Ze szczytu można spojrzeć na KOLIMBIĘ, położoną na północy. Niegdyś była tu nie zniszczona plaża, rozciągająca się wokół niewielkiej zatoczki z wulkanicznymi skałami. Dzisiaj stoi tu dwanaście niskich hoteli. Płytka zatoka Tsambikas od strony lądu ogrzewa się wczesną wiosną, a przepiękna plaża, chroniona przed zabudowaniem (oprócz kilku istniejących tawern), zapełnia się w lecie tłumami ludzi.
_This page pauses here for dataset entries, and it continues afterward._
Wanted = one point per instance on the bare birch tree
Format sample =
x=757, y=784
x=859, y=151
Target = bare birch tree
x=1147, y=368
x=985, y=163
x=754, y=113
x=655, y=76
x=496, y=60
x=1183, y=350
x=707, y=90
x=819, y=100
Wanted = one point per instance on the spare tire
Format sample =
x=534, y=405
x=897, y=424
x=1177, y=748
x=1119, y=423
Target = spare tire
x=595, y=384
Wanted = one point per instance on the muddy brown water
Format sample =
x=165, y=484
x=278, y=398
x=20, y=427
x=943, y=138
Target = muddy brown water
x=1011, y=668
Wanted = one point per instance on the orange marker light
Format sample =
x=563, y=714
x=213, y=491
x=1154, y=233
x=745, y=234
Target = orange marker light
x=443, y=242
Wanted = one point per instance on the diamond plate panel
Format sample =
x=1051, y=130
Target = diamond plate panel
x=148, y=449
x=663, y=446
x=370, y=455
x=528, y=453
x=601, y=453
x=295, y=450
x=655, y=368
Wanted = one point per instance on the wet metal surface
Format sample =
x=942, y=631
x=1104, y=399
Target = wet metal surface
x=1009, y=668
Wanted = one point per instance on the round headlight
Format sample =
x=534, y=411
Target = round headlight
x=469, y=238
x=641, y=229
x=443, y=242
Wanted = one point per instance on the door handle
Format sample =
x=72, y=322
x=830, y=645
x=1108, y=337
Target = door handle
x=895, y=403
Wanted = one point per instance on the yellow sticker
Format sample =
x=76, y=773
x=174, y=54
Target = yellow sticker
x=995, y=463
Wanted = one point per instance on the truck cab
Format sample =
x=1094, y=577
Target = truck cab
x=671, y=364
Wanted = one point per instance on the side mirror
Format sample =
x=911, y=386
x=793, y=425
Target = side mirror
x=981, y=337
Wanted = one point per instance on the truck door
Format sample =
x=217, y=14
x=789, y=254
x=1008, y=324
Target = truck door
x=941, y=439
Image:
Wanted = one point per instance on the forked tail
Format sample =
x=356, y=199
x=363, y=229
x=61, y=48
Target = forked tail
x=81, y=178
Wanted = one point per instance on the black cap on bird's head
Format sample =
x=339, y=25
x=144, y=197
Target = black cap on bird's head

Idąc dalej na południe dochodzi się do następnej, pustej zatoczki Stegna. I tu jednakże pojawia się czasem sporo turystów mieszkających w ARHANGELOS — dużej miejscowości leżącej w głębi wyspy. Jest ona znana z produkcji artykułów skórzanych. Można tu również obejrzeć rozsypujący się zamek. Zaułki między główną drogą a cytadelą mieszczą ośrodki turystyczne, banki, tawerny, mini-markety i sklepy z biżuterią. Bardziej spokojną bazą noclegową na tym odcinku wybrzeża jest HARAKI — miły, choć nie wyróżniający się niczym port rybacki, mający dwie uliczki i ruiny zamku Feraklos. Większość oferowanych noclegów jest bez wyżywienia. Można pływać od strony miejskiej plaży, jeśli nie przeszkadzają w kąpieli gapie z nadbrzeżnych kawiarni i tawern. Większość ludzi jedzie jednak około 1 km na północ, za zamek-twierdzę, -która poddała się Turkom jako ostatnia — na odludną plażę Agathi.